Когда мертвый художник отлучался, место его в голове гвардейца Эрбаля спешил занять Железный Человек. Но Железный Человек никогда не являлся в печальную пору сумерек, никогда не устраивался у Эрбаля за ухом на манер плотницкого карандаша; он возникал ранним утром – обычно в зеркале, перед которым Эрбаль брился. В такие дни гвардеец просыпался совершенно разбитым. Через ночь он продирался, хватая ртом воздух, как будто поочередно то поднимался в гору, то спускался вниз, волоча за собой груженного трупами мула. Так что Железный Человек находил его вполне готовым к тому, чтобы выслушивать советы, которые звучали скорее приказами. Научись смотреть твердо, повелевай взглядом, для этого сожми зубы. Говори поменьше. Слова, даже самые хлесткие и грубые, – это всегда оружие дилетантов, за них хватаются только слабаки, как матрос на гибнущем корабле – за мачту. Зато молчание вкупе с грозной, свирепой миной наводит страх. Не забывай: человеческие отношения – это либо власть, либо подчинение. Как у волков. Сперва нужно принюхаться друг к другу, чтобы установить новый порядок – то бишь определить, кто сильней. И застегните верхнюю пуговицу на мундире, солдат! Вы победитель. Пусть все это знают. В комнате, где поселила его сестра, на стене висел старый велосипед. Велосипедом никто не пользовался, и шины на колесах были такими чистыми, что казалось, они никогда не касались земли, а жестяные щитки блестели как серебряные. Прежде чем лечь спать, Эрбаль сидел на кровати и смотрел на велосипед. В детстве он мечтал о чем-то подобном. Или нет. Верно, это был сон: ему снилось, что когда-то ему это снилось. И вдруг он почувствовал себя обманутым. Все, что вспоминалось как сон, тот сон, что заслонял собой любые друтие сны, – это была девочка, девушка, женщина по имени Мариса Мальо. И теперь она была здесь, на стене, словно парящий в воздухе образ Непорочной Девы на алтаре.
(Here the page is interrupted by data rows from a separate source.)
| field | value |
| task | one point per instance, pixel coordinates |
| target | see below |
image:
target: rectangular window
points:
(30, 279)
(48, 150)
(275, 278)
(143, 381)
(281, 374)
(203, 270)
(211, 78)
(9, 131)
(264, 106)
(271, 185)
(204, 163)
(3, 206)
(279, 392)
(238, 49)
Когда его посылали пасти скотину, он нередко отлынивал, увязываясь за своим дядей-охотником. Но был у него еще один дядя. Еще один одинокий человек. Плотник Нан.

Пригнав коров, Эрбаль заглядывав в мастерскую Нана. Сарай был сколочен из просмоленных досок и стоял у дороги, словно барка, вытащенная на берег и брошенная на краю деревни. По суждению Эрбаля, Нан был человеком странным. В саду росла яблоня со стволом, покрытым белесым мохом, и ее почему-то особенно любили дрозды. Такой же вот яблоней в семье Эрбаля был дядя-плотник. В их деревне старость злобно караулила свои жертвы. Она скалилась из темных углов, женщин окутывала черным туманным покровом, меняла голоса после рюмки водки и изрезала морщинами кожу на подступах к зиме. Но старость не покорила Нана. Она свалилась на него, окрасила голову сединой, покрыла грудь белой вьющейся шерстью, а руки – мохом, словно яблоневые ветви, но кожа на лице осталась гладко-золотистой, как срез местной сосны, зубы сверкали хорошим настроением, да к тому же из-за уха у него вечно торчал красный хохолок – плотницкий карандаш. В мастерской Нана никогда не бывало холодно. Пол мягким ковром устилали стружки. Запах опилок убивал сырость. Ты откуда явился? – спрашивал дядя, прекрасно зная ответ. Тебе бы теперь в школе сидеть. И потом бормотал, неодобрительно покачивая головой: До поры дерево рубят. Иди-ка сюда, Эрбаль. Закрой глаза. А теперь скажи мне, угадай по запаху, как я тебя учил, где тут каштан, а где береза? Мальчик принюхивался, тыча носом в куски дерева. Нет, нет… Так не пойдет. Чур не дотрагиваться! Только по запаху.

Вот это береза, указывал наконец Эрбаль.

Точно?

Точно.

А почему?

Потому что женщиной пахнет.

Очень хорошо, Эрбаль.

И он сам наклонялся к березовому обрубку и, закрыв глаза, сильно тянул носом. Да, пахло женщиной, искупавшейся в реке.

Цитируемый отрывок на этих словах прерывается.